16. Oktober 1982, zweite Runde im DFB-Pokal, HSV gegen Werder. Heute wäre das Stadion ausverkauft, damals wollten zwanzigtausend Leute das Spiel sehen. Es waren andere Zeiten, in mehrerer Hinsicht. Während der HSV 3:2 gewinnt, liegt Adrian Maleika, ein sechzehnjähriger Azubi aus Bremen , unentdeckt draußen in einem Gebüsch, getroffen von Tritten und einem Ziegelstein, den ein Hamburger Hooligan geschmissen hat. Einen Tag später wird er sterben.

In wenigen Tagen jährt sich zum dreißigsten Mal der Tag , der als Zäsur in der deutschen Fußballgeschichte verstanden werden kann. Maleika ist der erste Anhänger, den Fan-Gewalt das Leben gekostet hat.

Detailliert aufgearbeitet wie nie zuvor wird der Fall in dem Buch Kinder der Westkurve. Die Geschichte der HSV-Fans , das dieser Tage erschienen ist. Das Buch haben sieben Autoren aus der Supporter-Szene verfasst. Und sie erzählen keineswegs nur Glorreiches aus ihrer Kultur. Kinder der Westkurve erinnert daran, dass sich Fußballrandale und gewöhnliche Kriminalität einmal recht nahe waren. In vielen Passagen macht einem das Buch klar, dass jenen, die heute über Krawalle klagen , nicht bewusst ist, in welch friedlichen Zeiten sie leben.
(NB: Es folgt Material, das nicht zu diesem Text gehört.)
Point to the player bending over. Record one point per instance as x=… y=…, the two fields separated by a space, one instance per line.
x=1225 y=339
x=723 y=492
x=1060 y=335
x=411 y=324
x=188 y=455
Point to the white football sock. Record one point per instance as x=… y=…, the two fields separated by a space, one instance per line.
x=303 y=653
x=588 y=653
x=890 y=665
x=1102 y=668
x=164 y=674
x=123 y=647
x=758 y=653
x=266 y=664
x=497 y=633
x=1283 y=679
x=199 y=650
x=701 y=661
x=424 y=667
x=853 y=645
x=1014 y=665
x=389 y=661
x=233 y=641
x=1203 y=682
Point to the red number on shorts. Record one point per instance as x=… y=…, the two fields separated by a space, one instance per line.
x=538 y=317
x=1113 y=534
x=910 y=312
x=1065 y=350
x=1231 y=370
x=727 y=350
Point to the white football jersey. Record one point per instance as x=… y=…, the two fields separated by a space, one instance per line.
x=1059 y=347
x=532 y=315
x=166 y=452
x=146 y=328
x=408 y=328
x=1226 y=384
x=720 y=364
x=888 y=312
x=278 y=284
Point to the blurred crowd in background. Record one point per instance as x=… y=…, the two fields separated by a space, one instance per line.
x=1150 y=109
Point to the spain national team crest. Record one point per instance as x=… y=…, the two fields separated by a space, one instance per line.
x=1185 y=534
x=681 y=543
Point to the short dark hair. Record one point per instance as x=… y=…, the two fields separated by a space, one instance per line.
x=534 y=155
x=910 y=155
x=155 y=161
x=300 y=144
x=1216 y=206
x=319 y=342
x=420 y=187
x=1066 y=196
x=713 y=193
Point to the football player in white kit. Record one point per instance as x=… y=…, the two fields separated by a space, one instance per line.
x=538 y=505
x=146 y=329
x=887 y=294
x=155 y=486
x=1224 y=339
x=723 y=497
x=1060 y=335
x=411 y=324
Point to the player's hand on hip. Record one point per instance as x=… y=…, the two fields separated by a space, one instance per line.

An jenem Samstag sind nur einige hundert Bremer nach Hamburg gefahren. In die brutale Auseinandersetzung, die zu Maleikas Tod führt und bei der Gaspistolen und Leuchtmunition zum Einsatz kommen, sind ungefähr 150 Bremer Fans verwickelt, inklusive einiger befreundeter Schläger aus der Szene des VfB Lübeck. Offenbar manövrieren sich die Bremer Fans in eine Falle, weil sie bei einem Angriff auf HSV-Fans nicht bemerken, dass hinter ihnen eine zweite Gruppe gewaltbereiter Hamburger lauert.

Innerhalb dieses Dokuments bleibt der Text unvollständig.